Si è sciolto il sangue di San Gennaro a Napoli. Si è ripetuto il miracolo di dicembre del Santo patrono del capoluogo campano, prodigio che segue quelli di maggio e di settembre. Alle 10.15 gli applausi e lo sventolio di fazzoletti bianchi hanno annunciato l'avvenuta liquefazione del sangue del Santo. La tradizione legata al miracolo di dicembre, il cosiddetto "miracolo laico", si rinnova dal 16 dicembre 1631: in quella data San Gennaro secondo la tradizione e la fede popolare avrebbe bloccato la lava che dal Vesuvio si stava dirigendo verso la città. Il miracolo si definisce "laico" perché avviene all'interno della Reale Cappella del Tesoro di San Gennaro, una porzione del Duomo di Napoli che non è di proprietà della Curia ma è gestita dalla Deputazione di San Gennaro che afferisce alla città di Napoli e a tutti i napoletani.

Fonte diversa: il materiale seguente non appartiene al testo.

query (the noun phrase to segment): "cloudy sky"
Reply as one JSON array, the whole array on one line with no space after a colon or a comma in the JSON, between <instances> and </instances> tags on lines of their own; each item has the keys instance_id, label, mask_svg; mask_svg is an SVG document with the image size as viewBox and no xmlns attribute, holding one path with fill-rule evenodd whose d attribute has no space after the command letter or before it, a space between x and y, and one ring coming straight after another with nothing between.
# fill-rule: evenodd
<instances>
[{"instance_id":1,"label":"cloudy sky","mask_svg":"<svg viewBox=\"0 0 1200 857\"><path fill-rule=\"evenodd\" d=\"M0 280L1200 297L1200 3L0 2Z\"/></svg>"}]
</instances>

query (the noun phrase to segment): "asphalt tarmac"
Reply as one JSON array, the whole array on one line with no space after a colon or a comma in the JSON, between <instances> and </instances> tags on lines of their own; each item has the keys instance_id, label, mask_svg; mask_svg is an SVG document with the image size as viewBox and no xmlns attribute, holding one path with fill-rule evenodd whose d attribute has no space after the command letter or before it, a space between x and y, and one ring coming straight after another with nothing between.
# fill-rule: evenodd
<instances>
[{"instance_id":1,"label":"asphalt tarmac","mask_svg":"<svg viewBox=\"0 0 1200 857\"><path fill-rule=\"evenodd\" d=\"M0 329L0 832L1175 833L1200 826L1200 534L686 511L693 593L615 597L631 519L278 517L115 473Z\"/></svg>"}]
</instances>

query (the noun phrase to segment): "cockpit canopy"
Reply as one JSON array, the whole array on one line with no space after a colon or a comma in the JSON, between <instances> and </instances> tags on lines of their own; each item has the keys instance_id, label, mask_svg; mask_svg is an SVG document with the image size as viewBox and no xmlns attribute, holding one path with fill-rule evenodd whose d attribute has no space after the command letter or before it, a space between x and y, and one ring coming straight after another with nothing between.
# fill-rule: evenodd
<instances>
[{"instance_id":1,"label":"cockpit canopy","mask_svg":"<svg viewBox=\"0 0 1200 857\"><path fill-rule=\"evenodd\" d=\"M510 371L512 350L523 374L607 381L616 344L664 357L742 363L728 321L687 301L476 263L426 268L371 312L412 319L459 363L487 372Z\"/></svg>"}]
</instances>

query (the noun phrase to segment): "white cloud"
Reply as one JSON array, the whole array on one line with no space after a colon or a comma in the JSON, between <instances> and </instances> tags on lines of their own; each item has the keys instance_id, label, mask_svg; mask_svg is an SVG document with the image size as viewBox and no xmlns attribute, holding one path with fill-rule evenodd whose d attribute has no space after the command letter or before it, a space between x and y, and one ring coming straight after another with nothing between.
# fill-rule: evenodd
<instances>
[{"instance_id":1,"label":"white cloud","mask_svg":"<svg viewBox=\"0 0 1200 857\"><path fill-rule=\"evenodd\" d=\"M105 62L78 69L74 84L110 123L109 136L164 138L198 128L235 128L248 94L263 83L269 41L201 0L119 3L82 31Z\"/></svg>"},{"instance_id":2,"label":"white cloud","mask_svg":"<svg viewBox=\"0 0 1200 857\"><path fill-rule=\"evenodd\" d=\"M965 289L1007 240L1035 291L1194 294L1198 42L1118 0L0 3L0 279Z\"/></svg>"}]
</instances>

Il prodigio della liquefazione del sangue di San Gennaro si ripete tre volte l'anno

Il prodigio della liquefazione del sangue di San Gennaro avviene (o non avviene, nel qual caso secondo la tradizione popolare è segno di disgrazia) in tre date precise: il sabato che precede la prima domenica di maggio, il 19 settembre, giorno della festa del Santo patrono a Napoli e appunto il 16 dicembre. Quest'anno i napoletani (naturalmente tutti coloro che credono nel prodigio) possono tirare un sospiro di sollievo: il Santo ha ripetuto il miracolo.